Lancet (London, England)
|June 1, 1991
まとめ
ミトコンドリアDNAの点変異は,MERRFおよびMELAS症候群と関連しています. 血液中のこれらの突然変異を検出することは,ミトコンドリア脳神経病変の費用対効果の高いスクリーニング方法を提供し,診断と遺伝カウンセリングを支援します.
科学分野:
- 遺伝学 遺伝学とは
- 神経学 神経学とは
- 分子生物学は分子生物学である.
背景:
- ミトコンドリアDNA (mtDNA) の点変異は,MERRFおよびMELAS症候群と関連しています.
- 筋肉生検の破片状の赤い繊維は,ミトコンドリア疾患の特徴ですが,常に存在することはありません.
- MELASとMERRFの臨床表現は多様で,中枢神経系に影響を及ぼします.
研究 の 目的:
- イギリスの親類におけるMERRFとMELAS変異の流行と臨床的特徴を調査する.
- 診断のための血液中のmtDNA変異の検出の有用性を評価する.
- 発作障害や脳卒中の患者の管理における分子遺伝分析の役割を評価する.
主な方法:
- 患者の筋肉組織でMERRFとMELASの変異を特定しました.
- 分析された臨床フェノタイプ,ミオクロノスおよび脳卒中のようなエピソードを含む.

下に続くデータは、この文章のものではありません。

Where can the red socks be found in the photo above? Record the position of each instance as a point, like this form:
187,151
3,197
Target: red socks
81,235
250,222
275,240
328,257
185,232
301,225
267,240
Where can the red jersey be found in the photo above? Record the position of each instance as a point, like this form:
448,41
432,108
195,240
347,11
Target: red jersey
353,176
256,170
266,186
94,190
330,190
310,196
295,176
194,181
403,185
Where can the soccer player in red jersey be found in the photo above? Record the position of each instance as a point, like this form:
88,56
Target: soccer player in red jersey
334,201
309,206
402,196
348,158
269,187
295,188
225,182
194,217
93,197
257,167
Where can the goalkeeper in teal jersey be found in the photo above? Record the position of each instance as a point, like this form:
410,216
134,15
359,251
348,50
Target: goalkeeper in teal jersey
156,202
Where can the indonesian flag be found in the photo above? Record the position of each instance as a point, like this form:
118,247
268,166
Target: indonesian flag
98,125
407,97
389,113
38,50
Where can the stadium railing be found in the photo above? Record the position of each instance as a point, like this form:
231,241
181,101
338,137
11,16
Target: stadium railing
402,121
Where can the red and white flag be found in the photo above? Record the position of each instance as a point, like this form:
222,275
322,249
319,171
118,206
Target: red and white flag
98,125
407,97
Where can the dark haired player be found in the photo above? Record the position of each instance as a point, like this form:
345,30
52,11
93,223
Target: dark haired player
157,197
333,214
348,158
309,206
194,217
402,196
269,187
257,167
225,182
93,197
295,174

- mtDNA変異を検出するために,血液と筋肉のサンプルで分子遺伝分析を行った.
主要な成果:
- MERRF変異は6人のイギリス人の親族に見つかり,すべてのインデックス患者はミオクロノスを有していた.
- MELAS変異は16の家族の17人の患者で検出され,神経学的特徴が多様で,一部では脳卒中のようなエピソードがありました.

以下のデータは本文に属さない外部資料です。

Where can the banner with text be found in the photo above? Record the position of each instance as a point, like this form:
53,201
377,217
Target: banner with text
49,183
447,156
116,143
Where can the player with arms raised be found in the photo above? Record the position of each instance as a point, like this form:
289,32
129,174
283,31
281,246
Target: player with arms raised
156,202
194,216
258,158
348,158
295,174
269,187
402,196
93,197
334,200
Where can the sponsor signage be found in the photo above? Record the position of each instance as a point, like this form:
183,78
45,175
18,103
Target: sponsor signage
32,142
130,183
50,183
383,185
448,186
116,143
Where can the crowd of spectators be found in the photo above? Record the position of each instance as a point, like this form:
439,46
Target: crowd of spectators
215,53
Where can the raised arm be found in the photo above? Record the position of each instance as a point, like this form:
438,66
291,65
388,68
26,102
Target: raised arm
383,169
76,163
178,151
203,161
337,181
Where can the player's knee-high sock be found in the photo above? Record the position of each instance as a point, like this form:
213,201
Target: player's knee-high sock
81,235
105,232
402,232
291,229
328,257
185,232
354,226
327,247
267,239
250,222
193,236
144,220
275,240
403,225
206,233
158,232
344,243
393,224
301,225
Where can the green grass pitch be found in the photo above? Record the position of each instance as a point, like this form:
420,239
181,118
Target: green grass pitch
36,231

- mtDNA変異は,筋肉組織だけでなく,ほとんどの患者の血液細胞で検出できました.
- 断ち切られた赤い繊維は,mtDNA変異が確認された一部の患者に欠けていた.
結論:
- 血液の分子遺伝分析は,ミトコンドリア脳髄膜病変の信頼性と安価なスクリーニングテストです.
- 血液中のmtDNA変異の検出は,MERRFとMELASの患者の診断と遺伝カウンセリングに役立ちます.
- これらの発見は,発作障害と若発性脳卒中の患者の診断アプローチに影響を与える可能性があります.